Highlighting China's steady progress in chips for smartphones, artificial intelligence and automobiles, they said Washington's bullying tariffs and increasingly tightened chip restrictions will motivate Chinese companies to double down on research and development to achieve tech breakthroughs and even build semiconductor supply chains independent of US technologies.

Jack Gold, principal analyst at the consulting company J.Gold Associates, said "What's actually happening is that the US government right now is handing China a big win as it tries to get their own chip business going."

Once Chinese companies are competitive, they'll start selling around the world and people will buy their chips, Gold added.

The comments came after US chip companies Nvidia and AMD said they need to follow new US licensing requirements for semiconductors exported to China earlier this month.

Nvidia anticipates that the new regulations will lead to a $5.5 billion financial hit, while AMD estimates the rules could reduce its earnings by as much as $800 million, as reported in filings submitted to the US Securities and Exchange Commission.

Nvidia CEO Jensen Huang also acknowledged, during his trip to Beijing last week, that there are significant business impacts from the tightened US chip export controls.

In the shadow of US export restrictions on Nvidia chips, Chinese tech companies are expanding their cooperation with Huawei Technologies Co Ltd to use the latter's AI chips for training of large language models.
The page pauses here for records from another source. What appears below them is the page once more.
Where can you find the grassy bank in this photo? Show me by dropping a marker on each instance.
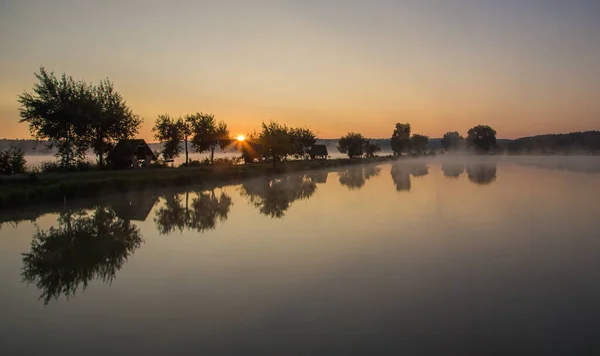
(23, 190)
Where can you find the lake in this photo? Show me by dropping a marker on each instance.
(453, 256)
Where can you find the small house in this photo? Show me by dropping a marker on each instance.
(318, 151)
(131, 154)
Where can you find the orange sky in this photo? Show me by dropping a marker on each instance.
(334, 66)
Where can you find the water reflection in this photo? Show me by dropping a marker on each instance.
(274, 196)
(401, 172)
(202, 214)
(356, 177)
(84, 246)
(453, 170)
(482, 173)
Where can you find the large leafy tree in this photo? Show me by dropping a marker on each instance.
(167, 131)
(356, 177)
(208, 134)
(275, 141)
(75, 116)
(400, 141)
(419, 143)
(452, 141)
(371, 148)
(302, 140)
(352, 144)
(481, 138)
(184, 127)
(59, 110)
(111, 121)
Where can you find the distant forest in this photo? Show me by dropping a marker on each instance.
(587, 142)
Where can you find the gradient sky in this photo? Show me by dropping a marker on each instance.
(522, 66)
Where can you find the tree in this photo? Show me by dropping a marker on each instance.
(452, 141)
(59, 110)
(184, 125)
(419, 143)
(400, 141)
(302, 140)
(352, 144)
(168, 132)
(74, 116)
(275, 141)
(111, 119)
(12, 161)
(481, 138)
(84, 246)
(208, 134)
(219, 139)
(371, 148)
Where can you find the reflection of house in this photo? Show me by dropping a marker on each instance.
(318, 176)
(131, 154)
(134, 206)
(318, 151)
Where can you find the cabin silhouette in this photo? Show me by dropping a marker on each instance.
(131, 154)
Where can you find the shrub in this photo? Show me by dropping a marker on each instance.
(12, 161)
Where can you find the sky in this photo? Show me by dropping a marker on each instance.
(523, 67)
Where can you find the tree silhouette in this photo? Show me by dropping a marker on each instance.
(84, 246)
(112, 120)
(303, 140)
(371, 148)
(274, 196)
(356, 177)
(75, 115)
(168, 131)
(481, 139)
(418, 143)
(353, 144)
(400, 141)
(401, 172)
(201, 214)
(208, 134)
(452, 141)
(482, 173)
(275, 141)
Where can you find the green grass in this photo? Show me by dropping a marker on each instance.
(26, 189)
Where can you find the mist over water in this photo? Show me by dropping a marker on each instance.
(443, 255)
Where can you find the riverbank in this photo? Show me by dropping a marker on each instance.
(22, 190)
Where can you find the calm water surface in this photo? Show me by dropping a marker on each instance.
(453, 257)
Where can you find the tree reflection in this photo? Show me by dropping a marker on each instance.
(482, 173)
(84, 246)
(202, 214)
(453, 170)
(401, 172)
(274, 196)
(356, 177)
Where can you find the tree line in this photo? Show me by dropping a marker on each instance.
(76, 116)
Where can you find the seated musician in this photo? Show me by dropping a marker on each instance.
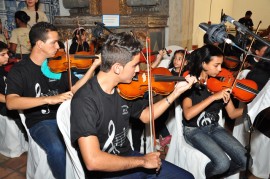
(261, 72)
(100, 117)
(28, 89)
(3, 74)
(201, 114)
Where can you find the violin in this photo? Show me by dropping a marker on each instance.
(231, 62)
(162, 80)
(80, 60)
(244, 90)
(152, 55)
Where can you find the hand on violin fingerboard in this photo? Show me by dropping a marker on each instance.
(60, 98)
(182, 86)
(224, 94)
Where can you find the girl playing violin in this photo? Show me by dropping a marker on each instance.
(200, 111)
(79, 41)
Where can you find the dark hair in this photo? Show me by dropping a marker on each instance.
(200, 55)
(248, 13)
(61, 44)
(174, 54)
(119, 48)
(206, 39)
(3, 46)
(78, 31)
(39, 32)
(22, 16)
(36, 8)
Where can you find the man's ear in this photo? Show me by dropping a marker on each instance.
(39, 43)
(117, 68)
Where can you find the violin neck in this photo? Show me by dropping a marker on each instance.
(168, 78)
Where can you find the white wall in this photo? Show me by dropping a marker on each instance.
(63, 11)
(234, 8)
(260, 11)
(202, 14)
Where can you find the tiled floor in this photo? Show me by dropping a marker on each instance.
(13, 168)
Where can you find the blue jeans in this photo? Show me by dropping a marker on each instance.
(168, 171)
(47, 135)
(215, 142)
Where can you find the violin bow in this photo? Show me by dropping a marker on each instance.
(246, 54)
(183, 62)
(150, 91)
(69, 67)
(79, 33)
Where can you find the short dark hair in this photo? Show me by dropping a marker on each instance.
(118, 48)
(200, 55)
(3, 46)
(22, 16)
(248, 13)
(174, 54)
(39, 31)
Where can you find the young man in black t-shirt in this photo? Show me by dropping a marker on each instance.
(100, 117)
(39, 96)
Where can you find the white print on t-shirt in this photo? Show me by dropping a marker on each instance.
(39, 94)
(205, 119)
(125, 109)
(115, 140)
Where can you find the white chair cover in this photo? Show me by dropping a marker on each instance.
(73, 162)
(12, 141)
(37, 164)
(260, 144)
(181, 153)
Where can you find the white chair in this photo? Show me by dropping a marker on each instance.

iFlytek, for instance, said on Sunday that its proprietary deep reasoning model Spark X1 is the industry's only large language model trained entirely on China's domestic computational infrastructure.

iFlytek said it is partnering with Huawei's AI chip research team to create better domestic computing solutions for AI training, and that Spark X1 demonstrates significant improvements across general AI tasks, including mathematics, coding, logical reasoning, text generation, language understanding and knowledge-based Q&A.

Semiconductor research company ICwise said in a report that Washington's tariffs could accelerate China's shift toward non-US chips, squeezing US players.

"China's mature-node semiconductors, meaning chip-processing technology using 28 nanometers and above, are already competing with US rivals in automotive micro control units, power devices, memory chips and mid-to-low-end chips. While these products primarily target cost-sensitive markets, tariffs could amplify their price advantages, hastening the displacement of US components," ICwise added.

Meanwhile, China's semiconductor exports to the US are minimal, insulating the sector from immediate tariff shocks. This structural resilience allows Chinese firms to focus on import substitution rather than scrambling to mitigate export losses, ICwise said.

Xiang Ligang, director-general of the Zhongguancun Modern Information Consumer Application Industry Technology Alliance, a telecom industry association, said, "China's semiconductor industry, tempered by years of US sanctions, now boasts a near-complete supply chain."

"Previous restrictions ironically catalyzed China's progress in chips. The latest tariffs may similarly drive upgrades, particularly in high-value upstream segments like lithography machines and specialty chemicals. While short-term disruptions are inevitable, the sector's strategic focus could transform external pressure into a catalyst for innovation," Xiang added.

Wei Shaojun, president of the integrated circuit design branch of the China Semiconductor Industry Association, said: "The more others suppress us, the more we need to be self-reliant. But self-reliance does not mean self-isolation. It is about finding ways to break the containment."

"China needs to promote the re-globalization of the semiconductor industry by achieving self-reliance in crucial technologies as well as by teaming up with countries and enterprises that are willing to cooperate," said Wei.